Ribosomes were detected using the method of scale-free blob detection⁹¹, to detect dark blobs in the image of size between 120 Å and 215 Å (similar to the size of a ribosome). Dark blobs whose centres were closer than 12 nm to other blobs were discarded. Unfortunately, ribosomes are not sufficiently dark to be reliably detected using this method, especially in crowded environments. Furthermore, other dark objects of similar size can be mistaken for ribosomes. Hence, ribosomes that were not detected in the original image automatically were detected manually in IMOD⁷⁸. Approximately 1/3 of the ribosomes were detected manually. Subsequently, ribosomes were approximated as spherical objects.

B. bacteriovorus membranes and their interior volumes were segmented automatically using VISFD using the ridge detection and tensor voting method⁹² to locate the visible surface of the membranes, followed by screened Poisson surface reconstruction⁸⁸ to generate closed surfaces and their interior volumes. The details of how this was done are explained in the VISFD tutorial⁹⁰. Manual corrections were applied when required using the volume editing tools included with ChimeraX⁸⁴.

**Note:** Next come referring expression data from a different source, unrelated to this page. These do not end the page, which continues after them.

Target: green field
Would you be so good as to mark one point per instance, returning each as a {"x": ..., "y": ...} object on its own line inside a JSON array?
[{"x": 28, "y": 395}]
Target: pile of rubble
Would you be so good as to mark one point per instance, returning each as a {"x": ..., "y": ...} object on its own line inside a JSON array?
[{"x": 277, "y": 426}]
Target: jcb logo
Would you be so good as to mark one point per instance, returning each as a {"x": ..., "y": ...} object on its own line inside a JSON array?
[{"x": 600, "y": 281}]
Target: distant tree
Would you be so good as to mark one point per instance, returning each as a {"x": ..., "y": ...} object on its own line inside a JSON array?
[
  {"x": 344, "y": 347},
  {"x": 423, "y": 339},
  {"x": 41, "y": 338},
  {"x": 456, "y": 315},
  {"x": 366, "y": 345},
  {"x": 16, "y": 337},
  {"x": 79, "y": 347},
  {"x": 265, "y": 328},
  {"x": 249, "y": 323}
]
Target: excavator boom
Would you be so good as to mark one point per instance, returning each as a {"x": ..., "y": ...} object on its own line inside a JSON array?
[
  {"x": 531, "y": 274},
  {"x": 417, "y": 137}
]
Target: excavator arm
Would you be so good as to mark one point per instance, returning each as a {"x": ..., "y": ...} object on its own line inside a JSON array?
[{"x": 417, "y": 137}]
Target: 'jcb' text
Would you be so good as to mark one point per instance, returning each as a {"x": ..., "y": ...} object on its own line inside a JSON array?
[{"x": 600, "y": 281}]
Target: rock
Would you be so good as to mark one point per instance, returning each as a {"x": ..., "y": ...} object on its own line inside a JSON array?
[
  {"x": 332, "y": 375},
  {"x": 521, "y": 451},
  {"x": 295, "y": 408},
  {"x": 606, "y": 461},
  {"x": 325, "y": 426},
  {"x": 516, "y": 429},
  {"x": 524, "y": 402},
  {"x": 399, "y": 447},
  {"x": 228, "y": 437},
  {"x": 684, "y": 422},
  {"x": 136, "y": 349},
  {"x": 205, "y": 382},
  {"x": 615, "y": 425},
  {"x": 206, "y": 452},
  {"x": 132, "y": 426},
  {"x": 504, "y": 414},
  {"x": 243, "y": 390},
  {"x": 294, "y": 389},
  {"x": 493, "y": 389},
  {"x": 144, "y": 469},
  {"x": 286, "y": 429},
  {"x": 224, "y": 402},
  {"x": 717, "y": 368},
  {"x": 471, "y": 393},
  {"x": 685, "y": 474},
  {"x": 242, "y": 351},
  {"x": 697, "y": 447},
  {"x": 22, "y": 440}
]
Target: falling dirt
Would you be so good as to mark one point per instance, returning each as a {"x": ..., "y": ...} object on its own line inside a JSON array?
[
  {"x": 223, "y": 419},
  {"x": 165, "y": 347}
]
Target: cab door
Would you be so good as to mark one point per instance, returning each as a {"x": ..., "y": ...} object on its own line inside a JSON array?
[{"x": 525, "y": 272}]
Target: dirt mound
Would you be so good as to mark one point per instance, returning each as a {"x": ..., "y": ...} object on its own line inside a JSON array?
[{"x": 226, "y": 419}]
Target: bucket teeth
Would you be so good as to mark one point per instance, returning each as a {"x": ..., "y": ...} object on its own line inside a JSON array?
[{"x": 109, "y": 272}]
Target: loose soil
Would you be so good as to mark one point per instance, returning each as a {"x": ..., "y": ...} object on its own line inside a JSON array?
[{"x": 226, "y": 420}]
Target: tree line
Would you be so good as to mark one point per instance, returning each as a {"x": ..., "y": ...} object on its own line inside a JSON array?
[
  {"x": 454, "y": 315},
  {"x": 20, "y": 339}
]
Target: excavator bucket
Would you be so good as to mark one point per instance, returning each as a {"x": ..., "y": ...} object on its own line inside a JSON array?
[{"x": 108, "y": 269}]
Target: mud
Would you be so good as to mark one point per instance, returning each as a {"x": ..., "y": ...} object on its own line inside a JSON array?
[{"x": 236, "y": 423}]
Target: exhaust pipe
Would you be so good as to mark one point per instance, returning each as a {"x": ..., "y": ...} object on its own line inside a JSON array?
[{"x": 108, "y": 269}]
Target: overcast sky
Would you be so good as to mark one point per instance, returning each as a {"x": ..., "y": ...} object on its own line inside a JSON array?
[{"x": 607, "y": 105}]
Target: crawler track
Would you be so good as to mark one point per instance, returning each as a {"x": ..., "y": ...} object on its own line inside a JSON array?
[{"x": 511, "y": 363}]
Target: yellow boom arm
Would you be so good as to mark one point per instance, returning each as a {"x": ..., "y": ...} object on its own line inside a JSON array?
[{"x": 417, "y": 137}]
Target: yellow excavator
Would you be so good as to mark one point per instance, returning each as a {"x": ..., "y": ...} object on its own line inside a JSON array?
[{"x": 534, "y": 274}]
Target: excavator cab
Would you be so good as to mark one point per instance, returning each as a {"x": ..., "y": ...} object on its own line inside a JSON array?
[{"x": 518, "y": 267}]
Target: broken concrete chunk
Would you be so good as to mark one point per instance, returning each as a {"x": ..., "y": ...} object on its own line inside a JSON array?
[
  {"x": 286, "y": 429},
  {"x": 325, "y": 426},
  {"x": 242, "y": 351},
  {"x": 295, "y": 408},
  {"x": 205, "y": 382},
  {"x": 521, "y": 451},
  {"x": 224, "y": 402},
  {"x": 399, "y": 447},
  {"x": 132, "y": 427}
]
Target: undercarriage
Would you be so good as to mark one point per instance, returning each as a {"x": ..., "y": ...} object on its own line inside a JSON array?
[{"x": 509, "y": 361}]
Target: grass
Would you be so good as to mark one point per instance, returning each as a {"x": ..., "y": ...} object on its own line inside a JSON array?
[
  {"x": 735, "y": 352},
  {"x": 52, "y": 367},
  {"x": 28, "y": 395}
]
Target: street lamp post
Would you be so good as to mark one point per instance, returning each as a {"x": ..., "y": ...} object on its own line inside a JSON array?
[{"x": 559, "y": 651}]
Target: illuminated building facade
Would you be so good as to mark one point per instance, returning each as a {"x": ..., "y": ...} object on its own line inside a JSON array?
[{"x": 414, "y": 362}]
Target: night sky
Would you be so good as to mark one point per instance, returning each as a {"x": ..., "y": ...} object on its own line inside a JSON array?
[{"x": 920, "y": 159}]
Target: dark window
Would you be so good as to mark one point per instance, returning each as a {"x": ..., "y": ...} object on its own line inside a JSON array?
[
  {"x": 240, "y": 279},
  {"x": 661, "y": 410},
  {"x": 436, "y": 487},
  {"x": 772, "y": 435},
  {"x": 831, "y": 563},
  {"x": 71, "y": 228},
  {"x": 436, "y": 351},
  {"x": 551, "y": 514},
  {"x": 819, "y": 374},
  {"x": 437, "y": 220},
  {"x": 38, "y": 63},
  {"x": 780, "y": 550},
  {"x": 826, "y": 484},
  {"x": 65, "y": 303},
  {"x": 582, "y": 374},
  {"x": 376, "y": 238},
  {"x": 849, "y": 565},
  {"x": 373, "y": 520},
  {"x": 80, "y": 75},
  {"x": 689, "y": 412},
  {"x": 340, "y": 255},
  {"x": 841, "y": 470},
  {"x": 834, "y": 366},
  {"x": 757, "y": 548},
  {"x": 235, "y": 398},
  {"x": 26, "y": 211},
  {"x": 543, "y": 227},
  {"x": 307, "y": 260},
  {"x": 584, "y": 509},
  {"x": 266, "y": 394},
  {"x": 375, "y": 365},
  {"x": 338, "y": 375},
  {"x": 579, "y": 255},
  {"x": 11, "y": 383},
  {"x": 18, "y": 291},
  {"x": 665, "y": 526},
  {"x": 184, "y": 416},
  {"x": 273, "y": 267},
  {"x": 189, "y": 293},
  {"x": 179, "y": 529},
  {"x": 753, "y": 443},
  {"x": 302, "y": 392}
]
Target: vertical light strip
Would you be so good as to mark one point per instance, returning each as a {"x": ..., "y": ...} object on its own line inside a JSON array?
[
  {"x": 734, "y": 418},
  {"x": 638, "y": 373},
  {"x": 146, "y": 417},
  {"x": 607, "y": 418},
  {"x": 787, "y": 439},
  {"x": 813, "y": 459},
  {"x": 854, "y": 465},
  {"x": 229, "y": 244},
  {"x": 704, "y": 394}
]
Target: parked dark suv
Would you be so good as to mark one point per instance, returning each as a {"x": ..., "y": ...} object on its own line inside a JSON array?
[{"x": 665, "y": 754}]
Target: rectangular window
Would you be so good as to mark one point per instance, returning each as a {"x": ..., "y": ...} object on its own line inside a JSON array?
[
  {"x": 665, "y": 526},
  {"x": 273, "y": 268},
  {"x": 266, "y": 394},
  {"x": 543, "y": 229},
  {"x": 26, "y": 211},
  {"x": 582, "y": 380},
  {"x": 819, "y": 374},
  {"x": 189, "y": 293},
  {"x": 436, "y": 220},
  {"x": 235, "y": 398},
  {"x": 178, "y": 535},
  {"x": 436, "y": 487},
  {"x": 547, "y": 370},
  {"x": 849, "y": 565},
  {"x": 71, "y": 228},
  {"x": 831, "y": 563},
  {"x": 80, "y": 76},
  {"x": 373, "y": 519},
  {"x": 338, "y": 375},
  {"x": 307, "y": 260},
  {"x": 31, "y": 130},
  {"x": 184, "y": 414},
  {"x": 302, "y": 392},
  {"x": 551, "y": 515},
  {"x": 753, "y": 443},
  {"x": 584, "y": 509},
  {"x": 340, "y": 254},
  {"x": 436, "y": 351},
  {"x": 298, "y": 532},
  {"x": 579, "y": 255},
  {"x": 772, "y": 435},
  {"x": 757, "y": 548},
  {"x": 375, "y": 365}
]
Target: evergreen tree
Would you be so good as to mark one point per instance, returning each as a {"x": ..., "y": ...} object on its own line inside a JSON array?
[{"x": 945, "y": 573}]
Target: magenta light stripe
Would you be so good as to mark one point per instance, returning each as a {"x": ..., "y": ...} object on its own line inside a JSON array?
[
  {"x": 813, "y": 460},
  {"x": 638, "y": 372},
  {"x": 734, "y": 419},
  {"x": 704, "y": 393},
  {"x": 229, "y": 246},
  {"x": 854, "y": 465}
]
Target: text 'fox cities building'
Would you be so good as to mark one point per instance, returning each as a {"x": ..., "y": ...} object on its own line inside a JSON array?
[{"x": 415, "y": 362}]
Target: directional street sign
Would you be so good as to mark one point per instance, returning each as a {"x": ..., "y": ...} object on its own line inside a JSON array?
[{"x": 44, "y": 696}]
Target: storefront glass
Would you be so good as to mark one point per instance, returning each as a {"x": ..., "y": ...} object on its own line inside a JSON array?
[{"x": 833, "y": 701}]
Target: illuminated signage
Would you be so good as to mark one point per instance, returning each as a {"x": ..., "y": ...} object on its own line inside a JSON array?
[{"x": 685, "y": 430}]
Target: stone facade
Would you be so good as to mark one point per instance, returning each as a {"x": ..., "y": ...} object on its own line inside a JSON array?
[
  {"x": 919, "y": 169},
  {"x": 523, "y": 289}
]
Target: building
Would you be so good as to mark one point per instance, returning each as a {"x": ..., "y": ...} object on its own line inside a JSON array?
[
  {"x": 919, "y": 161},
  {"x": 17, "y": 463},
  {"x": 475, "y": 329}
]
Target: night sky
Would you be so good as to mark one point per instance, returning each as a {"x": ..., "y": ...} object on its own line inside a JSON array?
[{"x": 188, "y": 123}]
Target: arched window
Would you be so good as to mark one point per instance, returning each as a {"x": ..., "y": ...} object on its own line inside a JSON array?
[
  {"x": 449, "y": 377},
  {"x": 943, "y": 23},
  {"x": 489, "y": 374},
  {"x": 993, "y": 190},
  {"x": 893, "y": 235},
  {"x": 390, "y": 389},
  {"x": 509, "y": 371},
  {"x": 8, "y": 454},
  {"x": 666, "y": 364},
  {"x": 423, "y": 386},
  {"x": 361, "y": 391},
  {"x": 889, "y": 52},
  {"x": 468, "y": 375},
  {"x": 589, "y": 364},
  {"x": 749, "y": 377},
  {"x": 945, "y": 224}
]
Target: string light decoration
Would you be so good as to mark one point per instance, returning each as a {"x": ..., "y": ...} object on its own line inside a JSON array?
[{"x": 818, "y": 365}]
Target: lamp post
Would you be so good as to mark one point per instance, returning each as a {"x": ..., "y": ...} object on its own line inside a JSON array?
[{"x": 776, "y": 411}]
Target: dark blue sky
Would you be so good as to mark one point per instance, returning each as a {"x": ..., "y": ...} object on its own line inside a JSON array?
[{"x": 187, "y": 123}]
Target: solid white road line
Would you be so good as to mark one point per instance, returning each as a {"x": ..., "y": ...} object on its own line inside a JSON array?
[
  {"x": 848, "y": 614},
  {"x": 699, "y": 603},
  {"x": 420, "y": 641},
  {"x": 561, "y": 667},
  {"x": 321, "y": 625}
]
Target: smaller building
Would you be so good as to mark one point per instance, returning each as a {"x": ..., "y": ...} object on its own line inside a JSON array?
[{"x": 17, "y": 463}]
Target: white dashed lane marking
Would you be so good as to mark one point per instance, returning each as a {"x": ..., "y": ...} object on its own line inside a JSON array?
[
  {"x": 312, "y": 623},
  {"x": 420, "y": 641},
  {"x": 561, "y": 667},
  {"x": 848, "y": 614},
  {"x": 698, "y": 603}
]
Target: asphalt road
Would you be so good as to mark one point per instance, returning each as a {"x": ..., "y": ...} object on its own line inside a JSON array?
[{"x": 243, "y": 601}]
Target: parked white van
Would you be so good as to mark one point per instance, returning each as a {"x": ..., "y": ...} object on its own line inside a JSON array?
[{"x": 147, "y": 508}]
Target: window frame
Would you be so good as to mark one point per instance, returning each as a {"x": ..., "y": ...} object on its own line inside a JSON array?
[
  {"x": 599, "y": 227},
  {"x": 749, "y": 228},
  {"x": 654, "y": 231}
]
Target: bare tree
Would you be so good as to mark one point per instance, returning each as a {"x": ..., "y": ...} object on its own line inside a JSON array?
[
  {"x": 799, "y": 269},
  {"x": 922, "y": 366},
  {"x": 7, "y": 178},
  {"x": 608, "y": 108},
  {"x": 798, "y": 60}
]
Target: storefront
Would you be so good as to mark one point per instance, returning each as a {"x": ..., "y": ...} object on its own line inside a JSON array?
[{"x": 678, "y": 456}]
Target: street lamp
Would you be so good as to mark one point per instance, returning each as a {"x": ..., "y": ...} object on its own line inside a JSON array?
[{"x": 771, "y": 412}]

Plotting the distances between the ribosomes and the nucleoid surface

We first measured the distance from the centre of each ribosome to the nearest identified voxel in the nucleoid. Then we subtracted 10 nm from these distances, because each ribosome is approximately 20 nm wide, and plotted these numbers on the horizontal axis. The same distances were then measured using randomly generated spheres. To generate them, spheres 20 nm in diameter were added to the cytoplasmic volume at random locations. If a newly added sphere overlapped with the nucleoid or another sphere, or if it did not lie within the inner membrane, then it was discarded and a new randomly located sphere was generated. This process was repeated until the number of random spheres matched the number of ribosomes in the cytoplasmic volume for each tomogram (2,304 ribosomes for Fig. 6 and 1,109 for Supplementary Fig. 41).

Reporting summary

Further information on research design is available in the Nature Portfolio Reporting Summary linked to this article.

Data availability

The full tomograms are available upon request.